A quelque distance de là j’aperçus effectivement, sur le sommet du talus, la croix de sinistre mémoire ; nous ne tardâmes pas à y arriver.

— Seigneur cavalier, me dit l’inconnu, vous mettriez le comble à vos bontés, si vous vouliez vous arrêter un instant au pied de cette croix.

— Pourquoi ? lui demandai-je, plus contrarié que je ne voulais le paraître de m’arrêter dans un endroit aussi suspect.

— Un instant, un seul instant, reprit le mutilé d’une voix suppliante, le temps de dire à celui dont elle recouvre la tombe que sa mort est vengée.

Sans attendre ma réponse, il se laissa glisser à terre, et, avec une agilité dont je ne l’aurais pas cru capable, il gravit en s’aidant des racines qui pendaient çà et là les flancs escarpés du ravin.

— Connaissez-vous donc, lui dis-je étonné, celui qui est enterré là ?

Il s’agenouilla, et me répondit d’une voix sourde en étouffant un sanglot douloureux:

— C’est mon fils assassiné qui dort sous cette tombe, seigneur cavalier.
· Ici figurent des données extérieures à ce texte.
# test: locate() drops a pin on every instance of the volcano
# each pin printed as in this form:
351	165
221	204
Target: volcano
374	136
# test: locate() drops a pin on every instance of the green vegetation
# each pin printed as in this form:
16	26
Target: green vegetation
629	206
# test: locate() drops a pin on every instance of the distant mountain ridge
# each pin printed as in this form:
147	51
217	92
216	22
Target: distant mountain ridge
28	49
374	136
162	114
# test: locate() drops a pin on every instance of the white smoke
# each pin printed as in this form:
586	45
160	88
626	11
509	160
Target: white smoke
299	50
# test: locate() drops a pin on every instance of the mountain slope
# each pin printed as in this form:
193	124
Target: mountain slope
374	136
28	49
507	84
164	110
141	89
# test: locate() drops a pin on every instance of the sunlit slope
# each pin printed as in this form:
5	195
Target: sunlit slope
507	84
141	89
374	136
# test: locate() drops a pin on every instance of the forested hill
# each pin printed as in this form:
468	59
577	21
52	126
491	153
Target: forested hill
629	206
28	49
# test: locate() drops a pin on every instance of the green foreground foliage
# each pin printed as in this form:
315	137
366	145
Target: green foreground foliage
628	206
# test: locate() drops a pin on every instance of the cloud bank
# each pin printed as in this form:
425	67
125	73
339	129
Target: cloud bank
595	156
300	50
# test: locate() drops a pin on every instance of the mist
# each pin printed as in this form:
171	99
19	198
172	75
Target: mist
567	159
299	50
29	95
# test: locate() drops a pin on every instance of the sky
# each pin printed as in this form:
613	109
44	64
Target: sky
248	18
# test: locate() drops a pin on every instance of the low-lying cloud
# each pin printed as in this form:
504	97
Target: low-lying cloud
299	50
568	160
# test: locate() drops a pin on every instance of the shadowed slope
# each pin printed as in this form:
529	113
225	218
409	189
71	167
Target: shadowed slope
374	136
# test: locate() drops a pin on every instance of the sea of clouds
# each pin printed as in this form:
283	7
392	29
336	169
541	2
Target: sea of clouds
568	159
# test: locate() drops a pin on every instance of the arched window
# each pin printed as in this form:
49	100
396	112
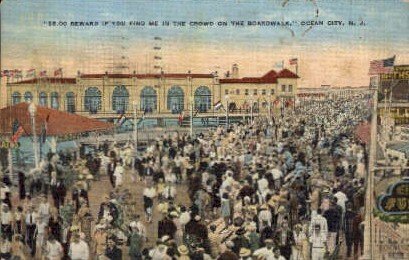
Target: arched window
148	99
43	99
203	99
16	97
28	97
175	99
120	99
55	100
70	102
92	100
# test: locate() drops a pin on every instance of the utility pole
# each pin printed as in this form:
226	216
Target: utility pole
135	132
368	234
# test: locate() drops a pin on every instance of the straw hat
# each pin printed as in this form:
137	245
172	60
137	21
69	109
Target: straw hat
244	252
183	250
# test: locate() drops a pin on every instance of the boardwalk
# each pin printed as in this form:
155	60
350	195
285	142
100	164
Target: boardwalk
102	187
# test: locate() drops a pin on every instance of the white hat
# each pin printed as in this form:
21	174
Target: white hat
132	224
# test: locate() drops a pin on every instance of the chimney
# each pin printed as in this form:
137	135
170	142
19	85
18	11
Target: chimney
235	71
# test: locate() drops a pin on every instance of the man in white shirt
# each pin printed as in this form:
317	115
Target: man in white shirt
78	249
318	236
53	249
119	171
169	192
44	210
277	175
31	230
267	252
6	221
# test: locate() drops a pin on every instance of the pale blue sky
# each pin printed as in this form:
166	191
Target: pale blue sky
26	42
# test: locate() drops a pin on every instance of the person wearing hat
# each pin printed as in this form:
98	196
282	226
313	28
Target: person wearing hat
299	237
99	239
112	251
166	227
53	249
6	221
135	242
254	237
245	254
215	241
31	230
183	252
240	241
228	254
79	250
266	251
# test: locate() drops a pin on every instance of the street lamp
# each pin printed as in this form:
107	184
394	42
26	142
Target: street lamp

Je me découvris devant cette croix, qui jetait comme un reflet funèbre sur le ravin déjà si désolé, et j’attendis. Quand le mutilé eut fait sa prière, il serra précieusement dans son sein quelques fleurs qu’il cueillit au pied de la croix, et remonta en croupe.

— Le pauvre enfant, me dit-il, a été plus faible que moi ; il est mort au dixième coup de couteau, car je les ai comptés, je ne comptais que les siens ! Ces mains mutilées, en le défendant, semblaient m’interdire tout espoir de vengeance, n’est-ce pas, seigneur cavalier ? et cependant elles m’ont suffi pour le venger.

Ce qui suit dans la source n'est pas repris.